Nkurunziza’s bid for a third term in 2015 divided the country over interpretation of the Arusha peace agreement signed in 2000 that ended the civil war.
The country’s constitutional court ruled that the president’s first term did not count because he was not voted into power under universal suffrage. However, those opposed to Nkurunziza saw his bid for another term in office as breaking the Arusha agreement.
“The 2015 crisis was just linked to issues relating to the minerals in Burundi. The mandate was just a pretext,” Nkurunziza said in Rutana. “The Western powers behind the crisis in 2015 wanted the raw materials in Musongati,” he said referring to nickel deposits located near the border with Tanzania.

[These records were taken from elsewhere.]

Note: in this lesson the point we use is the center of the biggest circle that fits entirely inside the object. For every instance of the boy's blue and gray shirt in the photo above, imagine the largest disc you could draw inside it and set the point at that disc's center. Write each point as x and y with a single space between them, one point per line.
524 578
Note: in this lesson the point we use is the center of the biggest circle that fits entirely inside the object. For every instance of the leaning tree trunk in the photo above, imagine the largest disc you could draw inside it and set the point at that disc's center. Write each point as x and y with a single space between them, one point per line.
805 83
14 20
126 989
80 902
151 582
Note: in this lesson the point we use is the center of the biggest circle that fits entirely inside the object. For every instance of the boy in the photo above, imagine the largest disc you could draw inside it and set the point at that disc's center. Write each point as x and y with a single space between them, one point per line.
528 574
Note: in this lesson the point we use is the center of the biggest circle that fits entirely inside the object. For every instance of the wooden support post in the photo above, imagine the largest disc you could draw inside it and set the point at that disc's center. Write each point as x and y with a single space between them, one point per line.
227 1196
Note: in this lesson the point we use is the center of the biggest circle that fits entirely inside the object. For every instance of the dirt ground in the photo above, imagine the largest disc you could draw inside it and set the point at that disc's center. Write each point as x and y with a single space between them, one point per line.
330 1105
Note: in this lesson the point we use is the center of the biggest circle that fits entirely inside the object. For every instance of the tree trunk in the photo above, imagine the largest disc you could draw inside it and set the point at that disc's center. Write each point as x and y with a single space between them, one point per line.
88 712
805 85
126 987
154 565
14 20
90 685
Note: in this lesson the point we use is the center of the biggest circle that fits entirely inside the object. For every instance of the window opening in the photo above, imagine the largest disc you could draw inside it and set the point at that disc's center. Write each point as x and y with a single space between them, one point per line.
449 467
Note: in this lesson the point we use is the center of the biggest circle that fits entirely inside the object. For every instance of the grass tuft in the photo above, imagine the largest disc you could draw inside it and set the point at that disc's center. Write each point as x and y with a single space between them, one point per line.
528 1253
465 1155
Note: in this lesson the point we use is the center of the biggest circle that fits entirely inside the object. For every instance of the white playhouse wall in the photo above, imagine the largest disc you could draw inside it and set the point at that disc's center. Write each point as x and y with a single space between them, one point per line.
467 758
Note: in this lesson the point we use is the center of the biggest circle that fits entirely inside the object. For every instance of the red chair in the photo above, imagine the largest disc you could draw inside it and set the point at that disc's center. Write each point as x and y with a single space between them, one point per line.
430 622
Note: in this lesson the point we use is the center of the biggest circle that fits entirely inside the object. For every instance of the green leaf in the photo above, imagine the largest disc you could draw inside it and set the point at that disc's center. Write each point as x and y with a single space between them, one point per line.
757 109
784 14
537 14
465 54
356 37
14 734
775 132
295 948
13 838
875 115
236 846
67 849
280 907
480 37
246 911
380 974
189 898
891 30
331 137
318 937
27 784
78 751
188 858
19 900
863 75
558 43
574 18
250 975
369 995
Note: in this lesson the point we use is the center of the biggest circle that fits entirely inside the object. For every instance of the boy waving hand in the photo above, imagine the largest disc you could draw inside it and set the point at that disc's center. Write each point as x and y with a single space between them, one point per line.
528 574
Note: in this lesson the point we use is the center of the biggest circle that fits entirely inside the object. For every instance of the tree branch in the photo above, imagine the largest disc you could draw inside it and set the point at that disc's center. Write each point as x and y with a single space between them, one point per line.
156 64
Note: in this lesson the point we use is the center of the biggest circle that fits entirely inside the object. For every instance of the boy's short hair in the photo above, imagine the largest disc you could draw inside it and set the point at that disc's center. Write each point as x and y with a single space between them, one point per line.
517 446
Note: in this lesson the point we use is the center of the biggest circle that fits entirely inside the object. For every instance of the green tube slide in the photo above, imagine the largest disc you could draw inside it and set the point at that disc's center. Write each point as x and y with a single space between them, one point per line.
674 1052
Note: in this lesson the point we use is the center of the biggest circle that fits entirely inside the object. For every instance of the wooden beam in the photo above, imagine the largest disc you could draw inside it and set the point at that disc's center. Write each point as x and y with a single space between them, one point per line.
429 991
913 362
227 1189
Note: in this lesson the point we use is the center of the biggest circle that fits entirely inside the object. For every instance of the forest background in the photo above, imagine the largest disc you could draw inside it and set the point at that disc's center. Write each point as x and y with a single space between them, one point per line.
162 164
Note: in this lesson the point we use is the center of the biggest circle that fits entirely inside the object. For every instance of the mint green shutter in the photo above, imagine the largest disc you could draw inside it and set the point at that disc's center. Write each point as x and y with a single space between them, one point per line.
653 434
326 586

“Burundi’s problem is not the maximum numbers of terms, neither is it [the problem] in Rwanda, Cameroon, or in Uganda,” added the president, mentioning other African countries with long-standing presidents that have served several terms in office.

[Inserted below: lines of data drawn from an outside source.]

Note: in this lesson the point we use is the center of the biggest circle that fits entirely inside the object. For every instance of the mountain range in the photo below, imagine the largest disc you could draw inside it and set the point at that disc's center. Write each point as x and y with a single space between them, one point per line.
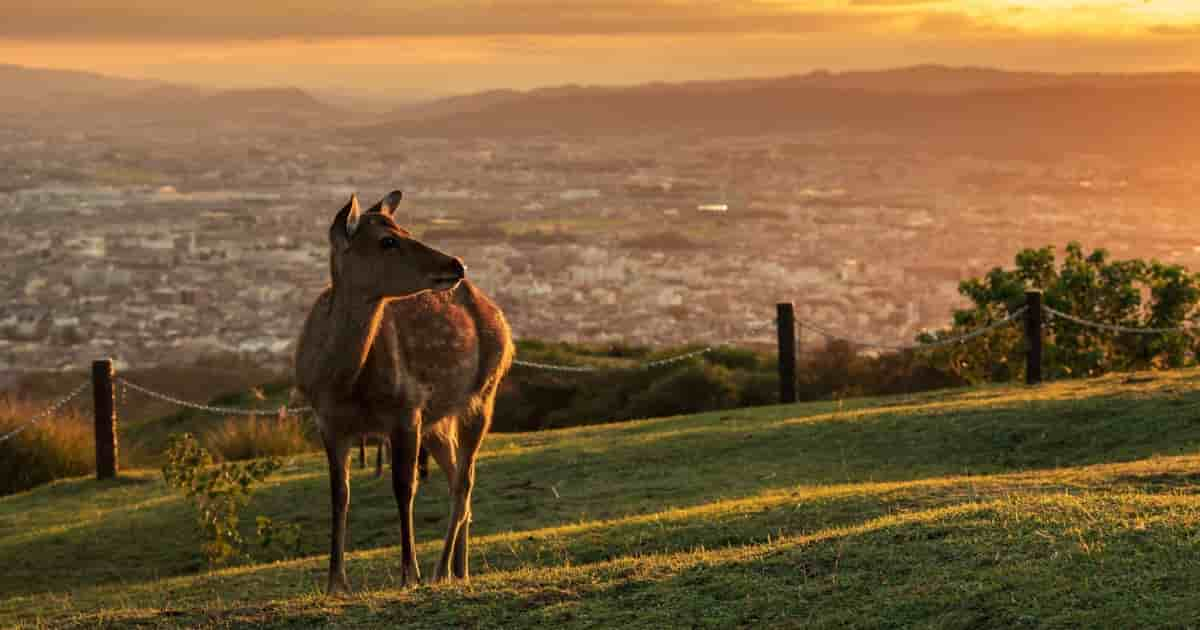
930 107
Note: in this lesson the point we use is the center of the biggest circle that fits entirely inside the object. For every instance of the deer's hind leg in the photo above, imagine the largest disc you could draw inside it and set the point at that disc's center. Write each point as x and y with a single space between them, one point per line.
442 444
337 450
471 439
406 442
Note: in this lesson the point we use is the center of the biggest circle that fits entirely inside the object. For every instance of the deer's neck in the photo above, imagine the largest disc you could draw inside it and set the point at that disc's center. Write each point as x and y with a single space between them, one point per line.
355 328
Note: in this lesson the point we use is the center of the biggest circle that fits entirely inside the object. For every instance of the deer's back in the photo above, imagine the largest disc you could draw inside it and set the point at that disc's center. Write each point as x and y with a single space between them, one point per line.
439 351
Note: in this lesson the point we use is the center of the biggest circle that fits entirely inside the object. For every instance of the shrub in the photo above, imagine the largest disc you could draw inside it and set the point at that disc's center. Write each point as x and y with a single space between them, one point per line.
219 492
697 387
255 437
55 448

Those opposed to Nkurunziza told RFI that his comments on Friday morning finally revealed his desire to remain president for life.

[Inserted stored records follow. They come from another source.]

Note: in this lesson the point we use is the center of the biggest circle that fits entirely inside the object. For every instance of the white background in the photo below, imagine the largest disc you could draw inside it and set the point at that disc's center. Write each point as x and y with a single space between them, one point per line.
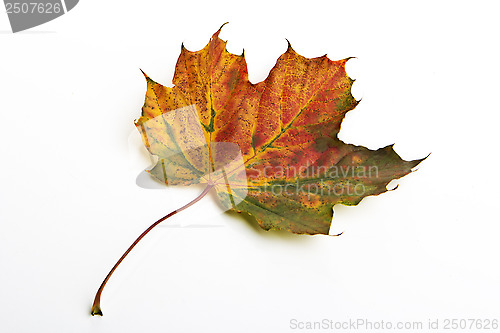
70 154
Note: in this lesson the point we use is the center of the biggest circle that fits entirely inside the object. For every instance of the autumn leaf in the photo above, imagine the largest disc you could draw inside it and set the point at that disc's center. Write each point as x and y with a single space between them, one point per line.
286 127
271 149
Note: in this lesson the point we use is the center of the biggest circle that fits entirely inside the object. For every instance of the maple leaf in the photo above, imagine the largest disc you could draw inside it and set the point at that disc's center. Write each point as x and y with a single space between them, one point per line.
269 149
286 127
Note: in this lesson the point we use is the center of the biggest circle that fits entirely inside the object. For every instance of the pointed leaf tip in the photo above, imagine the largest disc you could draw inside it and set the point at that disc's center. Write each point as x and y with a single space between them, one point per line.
222 26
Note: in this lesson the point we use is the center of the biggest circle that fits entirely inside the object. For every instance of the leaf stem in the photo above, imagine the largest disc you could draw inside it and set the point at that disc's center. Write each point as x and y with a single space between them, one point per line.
96 306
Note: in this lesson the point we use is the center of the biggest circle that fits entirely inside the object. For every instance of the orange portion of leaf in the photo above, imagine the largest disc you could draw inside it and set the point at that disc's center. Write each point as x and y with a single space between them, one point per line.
293 168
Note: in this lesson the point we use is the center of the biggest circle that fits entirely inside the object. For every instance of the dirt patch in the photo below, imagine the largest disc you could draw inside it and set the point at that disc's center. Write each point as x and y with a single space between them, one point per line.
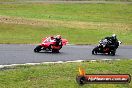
68 24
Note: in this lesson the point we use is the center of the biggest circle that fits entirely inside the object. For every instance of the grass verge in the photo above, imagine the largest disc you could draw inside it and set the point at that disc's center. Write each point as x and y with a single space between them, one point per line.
79 23
61 75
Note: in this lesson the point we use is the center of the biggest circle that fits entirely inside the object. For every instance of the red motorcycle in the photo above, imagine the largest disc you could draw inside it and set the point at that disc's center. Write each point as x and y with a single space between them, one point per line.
51 44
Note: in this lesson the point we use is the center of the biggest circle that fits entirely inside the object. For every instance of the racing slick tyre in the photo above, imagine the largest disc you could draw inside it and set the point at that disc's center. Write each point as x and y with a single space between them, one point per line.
38 48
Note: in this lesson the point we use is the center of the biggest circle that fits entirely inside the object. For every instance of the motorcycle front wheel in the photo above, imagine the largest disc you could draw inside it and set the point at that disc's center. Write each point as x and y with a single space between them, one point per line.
38 48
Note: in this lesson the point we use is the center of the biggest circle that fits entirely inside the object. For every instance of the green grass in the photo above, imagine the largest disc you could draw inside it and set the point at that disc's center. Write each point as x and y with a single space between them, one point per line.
117 13
79 23
12 33
61 75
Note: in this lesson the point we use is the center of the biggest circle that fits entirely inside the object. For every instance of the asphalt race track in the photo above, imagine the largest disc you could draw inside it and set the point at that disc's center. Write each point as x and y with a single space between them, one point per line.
20 54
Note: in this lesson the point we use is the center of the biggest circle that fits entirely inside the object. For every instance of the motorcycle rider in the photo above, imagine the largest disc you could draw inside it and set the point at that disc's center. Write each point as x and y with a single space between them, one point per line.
58 40
112 41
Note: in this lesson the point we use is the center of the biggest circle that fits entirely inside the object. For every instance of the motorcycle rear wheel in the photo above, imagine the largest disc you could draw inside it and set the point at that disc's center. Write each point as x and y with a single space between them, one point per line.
38 48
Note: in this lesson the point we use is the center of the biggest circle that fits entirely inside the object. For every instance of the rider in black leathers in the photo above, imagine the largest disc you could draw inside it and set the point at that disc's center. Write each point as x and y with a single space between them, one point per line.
112 42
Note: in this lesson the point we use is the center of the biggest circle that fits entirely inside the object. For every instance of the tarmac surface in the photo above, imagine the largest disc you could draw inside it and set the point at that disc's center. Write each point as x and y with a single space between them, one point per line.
23 53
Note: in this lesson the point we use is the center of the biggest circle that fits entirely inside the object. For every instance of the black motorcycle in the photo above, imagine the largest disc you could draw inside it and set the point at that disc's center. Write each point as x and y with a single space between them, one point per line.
105 47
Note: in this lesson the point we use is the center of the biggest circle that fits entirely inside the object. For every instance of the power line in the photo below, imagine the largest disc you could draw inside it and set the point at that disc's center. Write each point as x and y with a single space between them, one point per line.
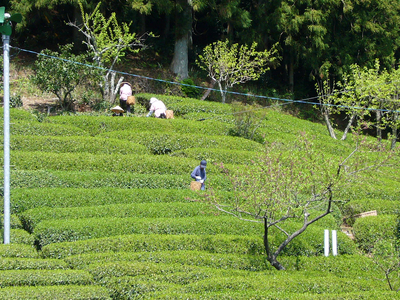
288 101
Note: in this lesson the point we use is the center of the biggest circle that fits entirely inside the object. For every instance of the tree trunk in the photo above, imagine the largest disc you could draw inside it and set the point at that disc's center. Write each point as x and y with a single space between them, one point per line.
208 91
223 93
270 257
77 37
394 131
291 73
329 125
378 126
346 130
183 35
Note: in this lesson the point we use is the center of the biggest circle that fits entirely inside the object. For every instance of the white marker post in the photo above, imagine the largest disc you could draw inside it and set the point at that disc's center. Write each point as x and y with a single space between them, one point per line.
326 242
334 243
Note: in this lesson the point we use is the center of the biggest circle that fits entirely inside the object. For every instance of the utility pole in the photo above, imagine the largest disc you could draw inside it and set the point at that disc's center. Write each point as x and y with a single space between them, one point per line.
6 30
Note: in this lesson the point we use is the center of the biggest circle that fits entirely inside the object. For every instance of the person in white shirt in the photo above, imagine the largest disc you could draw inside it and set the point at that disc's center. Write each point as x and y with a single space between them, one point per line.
124 92
158 108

“We knew that Nkurunziza doesn’t believe in democracy, but today he confirmed it,” said Pancrace Cimpaye, spokesperson, Council for the Observance of the Constitution, Human Rights and the Arusha Peace Accord (CNARED). “Nkurunziza will be in power in Burundi forever.”
Mediation efforts led by Tanzania’s former President Benjamin Mkapa have failed to find a compromise between the government and those opposed to Nkurunziza. Talks scheduled for July collapsed when the government pulled out. Bujumbura does not recognise CNARED and describes it as a “terrorist organisation”.
“Talks in Arusha were just a joke, we were losing time in Arusha because Mkapa and Nkurunziza convened to help Nkurunziza to go on [for re-election] in 2020,” said CNARED’s Cimpaye by telephone from Belgium.
Following the latest talks, the opposition said Mkapa was siding with the government over his recognition of Nkurunziza.
“I am in no position to determine the legitimacy of the government of Burundi,” Mkapa said during a meeting in December. “It is the people of Burundi who have lent their legitimacy to the government.”
Exiled group CNARED said that the prospect of a fourth term will mean Nkurunziza will continue a crackdown on those opposed to his rule. “If you don’t believe in democracy anymore it means that Nkurunziza will be obliged to kill people so that they agree, so that they can accept him as president for life,” said Cimpaye.
“We call on the international community so that they can come to help Burundians, so that they aren’t all killed,” added Cimpaye, saying that his group expected to meet with envoys from the African Union, Belgium, France, the UK and the UN on 5 January in Brussels.
Some 1,000 people have been killed in Burundi and almost 10,000 arrested since April 2015, according to renowned human rights defender Pierre Claver Mbonimpa, who said recently that “human life is no longer respected” in the country.